Князь Василий исполнил обещание, данное на вечере у Анны Павловны княгине Друбецкой, просившей его о своем единственном сыне Борисе. О нем было доложено государю, и, не в пример другим, он был переведен в гвардию Семеновского полка прапорщиком. Но адъютантом или состоящим при Кутузове Борис так и не был назначен, несмотря на все хлопоты и происки Анны Михайловны. Вскоре после вечера Анны Павловны Анна Михайловна вернулась в Москву, прямо к своим богатым родственникам Ростовым, у которых она стояла в Москве и у которых с детства воспитывался и годами живал ее обожаемый Боренька, только что произведенный в армейские и тотчас же переведенный в гвардейские прапорщики. Гвардия уже вышла из Петербурга 10 го августа, и сын, оставшийся для обмундирования в Москве, должен был догнать ее по дороге в Радзивилов.
У Ростовых были именинницы Натальи, мать и меньшая дочь. С утра, не переставая, подъезжали и отъезжали цуги, подвозившие поздравителей к большому, всей Москве известному дому графини Ростовой на Поварской. Графиня с красивой старшею дочерью и гостями, не перестававшими сменять один другого, сидели в гостиной.
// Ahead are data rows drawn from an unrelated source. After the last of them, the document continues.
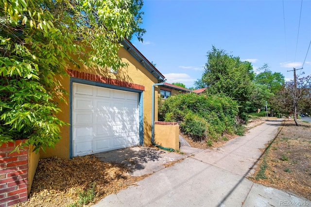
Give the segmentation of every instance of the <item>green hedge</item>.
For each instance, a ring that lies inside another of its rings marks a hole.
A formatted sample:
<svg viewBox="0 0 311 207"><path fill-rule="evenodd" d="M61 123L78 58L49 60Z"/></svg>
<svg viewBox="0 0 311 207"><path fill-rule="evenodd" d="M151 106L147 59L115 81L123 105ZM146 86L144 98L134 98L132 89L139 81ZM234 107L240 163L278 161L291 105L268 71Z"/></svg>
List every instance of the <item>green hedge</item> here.
<svg viewBox="0 0 311 207"><path fill-rule="evenodd" d="M177 121L183 133L196 141L217 140L224 134L241 134L236 121L238 104L230 98L193 93L180 94L162 101L159 120Z"/></svg>

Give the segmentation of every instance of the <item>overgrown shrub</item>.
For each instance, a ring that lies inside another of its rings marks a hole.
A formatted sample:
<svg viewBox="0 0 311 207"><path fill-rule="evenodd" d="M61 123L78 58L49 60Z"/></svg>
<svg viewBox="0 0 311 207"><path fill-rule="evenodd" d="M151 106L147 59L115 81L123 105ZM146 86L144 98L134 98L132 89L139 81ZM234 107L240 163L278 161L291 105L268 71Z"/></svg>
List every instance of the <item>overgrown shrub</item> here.
<svg viewBox="0 0 311 207"><path fill-rule="evenodd" d="M241 134L241 125L235 119L238 106L225 96L180 94L159 105L159 119L179 122L181 131L193 140L217 140L225 133Z"/></svg>

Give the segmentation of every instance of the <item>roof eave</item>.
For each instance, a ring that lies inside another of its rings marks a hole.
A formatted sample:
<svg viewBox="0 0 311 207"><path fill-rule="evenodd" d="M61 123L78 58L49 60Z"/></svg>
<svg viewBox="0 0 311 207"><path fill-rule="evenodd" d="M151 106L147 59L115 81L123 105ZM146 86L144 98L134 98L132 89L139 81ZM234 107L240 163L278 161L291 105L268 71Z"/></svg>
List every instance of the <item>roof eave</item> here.
<svg viewBox="0 0 311 207"><path fill-rule="evenodd" d="M124 39L121 41L124 48L131 55L140 63L158 81L162 83L165 81L165 77L162 75L150 62L144 56L128 39Z"/></svg>

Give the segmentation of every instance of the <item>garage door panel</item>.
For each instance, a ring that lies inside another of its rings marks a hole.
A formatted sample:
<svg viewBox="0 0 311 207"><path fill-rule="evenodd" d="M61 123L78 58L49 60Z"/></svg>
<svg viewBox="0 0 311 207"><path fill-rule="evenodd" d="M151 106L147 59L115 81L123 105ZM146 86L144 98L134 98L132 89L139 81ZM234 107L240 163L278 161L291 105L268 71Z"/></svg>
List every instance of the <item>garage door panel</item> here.
<svg viewBox="0 0 311 207"><path fill-rule="evenodd" d="M114 99L125 99L125 94L123 91L119 91L119 90L114 90L113 91L113 95L112 98Z"/></svg>
<svg viewBox="0 0 311 207"><path fill-rule="evenodd" d="M110 150L110 139L108 138L99 138L94 139L93 148L95 149L94 153Z"/></svg>
<svg viewBox="0 0 311 207"><path fill-rule="evenodd" d="M94 114L95 120L94 124L99 124L111 122L113 116L107 113L100 112Z"/></svg>
<svg viewBox="0 0 311 207"><path fill-rule="evenodd" d="M73 124L75 125L90 125L93 123L93 114L77 112L73 115Z"/></svg>
<svg viewBox="0 0 311 207"><path fill-rule="evenodd" d="M89 139L73 141L73 150L75 156L93 154L93 143Z"/></svg>
<svg viewBox="0 0 311 207"><path fill-rule="evenodd" d="M111 127L110 125L101 125L96 126L95 127L94 136L103 137L103 136L110 136L113 135L113 132L111 130Z"/></svg>
<svg viewBox="0 0 311 207"><path fill-rule="evenodd" d="M132 101L137 101L137 94L135 94L135 93L128 93L127 94L127 97L126 97L126 99L128 100L132 100Z"/></svg>
<svg viewBox="0 0 311 207"><path fill-rule="evenodd" d="M73 128L73 136L75 139L79 139L84 138L93 137L93 127L75 127Z"/></svg>
<svg viewBox="0 0 311 207"><path fill-rule="evenodd" d="M109 100L95 100L95 110L109 112L110 110L110 102Z"/></svg>
<svg viewBox="0 0 311 207"><path fill-rule="evenodd" d="M73 86L73 156L138 145L137 93Z"/></svg>
<svg viewBox="0 0 311 207"><path fill-rule="evenodd" d="M102 90L101 88L97 88L96 89L96 92L97 97L104 97L104 98L110 98L111 97L111 91L108 90Z"/></svg>
<svg viewBox="0 0 311 207"><path fill-rule="evenodd" d="M93 110L93 101L86 98L76 97L73 102L73 110L91 111Z"/></svg>

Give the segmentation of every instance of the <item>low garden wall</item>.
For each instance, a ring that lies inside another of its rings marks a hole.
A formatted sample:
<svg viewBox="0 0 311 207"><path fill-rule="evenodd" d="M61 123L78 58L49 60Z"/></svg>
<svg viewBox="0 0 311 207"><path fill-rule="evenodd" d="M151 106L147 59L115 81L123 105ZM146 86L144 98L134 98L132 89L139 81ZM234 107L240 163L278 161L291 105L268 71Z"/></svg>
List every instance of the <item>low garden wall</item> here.
<svg viewBox="0 0 311 207"><path fill-rule="evenodd" d="M33 147L12 151L25 139L3 143L0 146L0 207L27 201L35 170L39 153Z"/></svg>
<svg viewBox="0 0 311 207"><path fill-rule="evenodd" d="M155 142L163 147L179 149L179 125L177 122L155 121Z"/></svg>

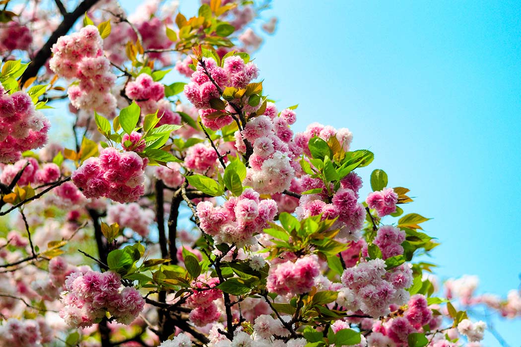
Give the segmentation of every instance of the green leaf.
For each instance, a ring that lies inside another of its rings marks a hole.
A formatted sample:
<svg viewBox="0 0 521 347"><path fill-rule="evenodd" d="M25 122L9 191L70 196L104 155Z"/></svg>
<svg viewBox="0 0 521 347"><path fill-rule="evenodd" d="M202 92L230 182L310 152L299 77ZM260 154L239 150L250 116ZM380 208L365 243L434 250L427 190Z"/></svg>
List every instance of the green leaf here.
<svg viewBox="0 0 521 347"><path fill-rule="evenodd" d="M235 27L228 23L221 23L215 29L216 33L220 36L225 37L235 31Z"/></svg>
<svg viewBox="0 0 521 347"><path fill-rule="evenodd" d="M171 162L180 163L181 161L170 152L167 152L160 149L150 148L144 152L143 155L148 158L164 163L170 163Z"/></svg>
<svg viewBox="0 0 521 347"><path fill-rule="evenodd" d="M314 159L324 160L326 156L329 158L333 157L333 153L327 143L318 136L309 139L307 146Z"/></svg>
<svg viewBox="0 0 521 347"><path fill-rule="evenodd" d="M407 226L415 225L424 222L426 222L430 218L426 218L417 213L409 213L403 216L398 220L398 226Z"/></svg>
<svg viewBox="0 0 521 347"><path fill-rule="evenodd" d="M311 327L306 327L304 329L304 338L308 342L320 342L324 340L321 331L317 331Z"/></svg>
<svg viewBox="0 0 521 347"><path fill-rule="evenodd" d="M98 127L98 131L106 136L110 135L110 123L108 120L103 115L98 114L94 111L94 119L96 120L96 125Z"/></svg>
<svg viewBox="0 0 521 347"><path fill-rule="evenodd" d="M242 295L246 294L251 290L250 287L244 283L243 280L235 277L227 279L217 286L217 288L224 292L232 295Z"/></svg>
<svg viewBox="0 0 521 347"><path fill-rule="evenodd" d="M102 22L98 24L98 31L102 38L106 38L110 34L110 20Z"/></svg>
<svg viewBox="0 0 521 347"><path fill-rule="evenodd" d="M327 264L329 268L339 275L342 275L344 272L344 268L342 266L340 258L337 255L330 255L327 257Z"/></svg>
<svg viewBox="0 0 521 347"><path fill-rule="evenodd" d="M204 17L206 20L211 20L212 9L210 8L209 5L208 4L203 4L201 5L201 7L199 8L199 17Z"/></svg>
<svg viewBox="0 0 521 347"><path fill-rule="evenodd" d="M339 176L337 173L337 170L334 169L333 162L331 161L329 157L326 157L324 159L324 177L328 182L332 182L338 181Z"/></svg>
<svg viewBox="0 0 521 347"><path fill-rule="evenodd" d="M403 210L402 210L400 206L396 206L396 212L393 213L391 213L391 215L393 217L399 217L402 214L403 214Z"/></svg>
<svg viewBox="0 0 521 347"><path fill-rule="evenodd" d="M424 347L429 343L429 340L425 337L425 334L421 332L413 332L407 337L409 347Z"/></svg>
<svg viewBox="0 0 521 347"><path fill-rule="evenodd" d="M225 185L230 191L239 196L242 193L242 181L246 177L246 166L237 159L231 161L225 170Z"/></svg>
<svg viewBox="0 0 521 347"><path fill-rule="evenodd" d="M166 36L168 37L168 40L172 42L175 42L177 41L177 34L169 28L166 28Z"/></svg>
<svg viewBox="0 0 521 347"><path fill-rule="evenodd" d="M157 111L155 113L151 113L145 116L145 119L143 121L143 130L146 133L151 129L153 129L154 126L159 122L159 119L157 117Z"/></svg>
<svg viewBox="0 0 521 347"><path fill-rule="evenodd" d="M278 230L275 228L267 228L264 229L264 233L268 235L273 236L276 239L282 240L283 241L289 241L290 236L281 230Z"/></svg>
<svg viewBox="0 0 521 347"><path fill-rule="evenodd" d="M294 216L288 212L282 212L279 215L279 221L287 230L300 229L300 222Z"/></svg>
<svg viewBox="0 0 521 347"><path fill-rule="evenodd" d="M386 259L386 267L388 270L399 266L405 262L405 258L402 254Z"/></svg>
<svg viewBox="0 0 521 347"><path fill-rule="evenodd" d="M252 107L258 106L260 102L260 96L257 94L253 94L248 98L248 105Z"/></svg>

Графиня была женщина с восточным типом худого лица, лет сорока пяти, видимо изнуренная детьми, которых у ней было двенадцать человек. Медлительность ее движений и говора, происходившая от слабости сил, придавала ей значительный вид, внушавший уважение. Княгиня Анна Михайловна Друбецкая, как домашний человек, сидела тут же, помогая в деле принимания и занимания разговором гостей. Молодежь была в задних комнатах, не находя нужным участвовать в приеме визитов. Граф встречал и провожал гостей, приглашая всех к обеду.
«Очень, очень вам благодарен, ma chere или mon cher [моя дорогая или мой дорогой] (ma сherе или mon cher он говорил всем без исключения, без малейших оттенков как выше, так и ниже его стоявшим людям) за себя и за дорогих именинниц. Смотрите же, приезжайте обедать. Вы меня обидите, mon cher. Душевно прошу вас от всего семейства, ma chere». Эти слова с одинаковым выражением на полном веселом и чисто выбритом лице и с одинаково крепким пожатием руки и повторяемыми короткими поклонами говорил он всем без исключения и изменения. Проводив одного гостя, граф возвращался к тому или той, которые еще были в гостиной; придвинув кресла и с видом человека, любящего и умеющего пожить, молодецки расставив ноги и положив на колена руки, он значительно покачивался, предлагал догадки о погоде, советовался о здоровье, иногда на русском, иногда на очень дурном, но самоуверенном французском языке, и снова с видом усталого, но твердого в исполнении обязанности человека шел провожать, оправляя редкие седые волосы на лысине, и опять звал обедать. Иногда, возвращаясь из передней, он заходил через цветочную и официантскую в большую мраморную залу, где накрывали стол на восемьдесят кувертов, и, глядя на официантов, носивших серебро и фарфор, расставлявших столы и развертывавших камчатные скатерти, подзывал к себе Дмитрия Васильевича, дворянина, занимавшегося всеми его делами, и говорил: «Ну, ну, Митенька, смотри, чтоб всё было хорошо. Так, так, – говорил он, с удовольствием оглядывая огромный раздвинутый стол. – Главное – сервировка. То то…» И он уходил, самодовольно вздыхая, опять в гостиную.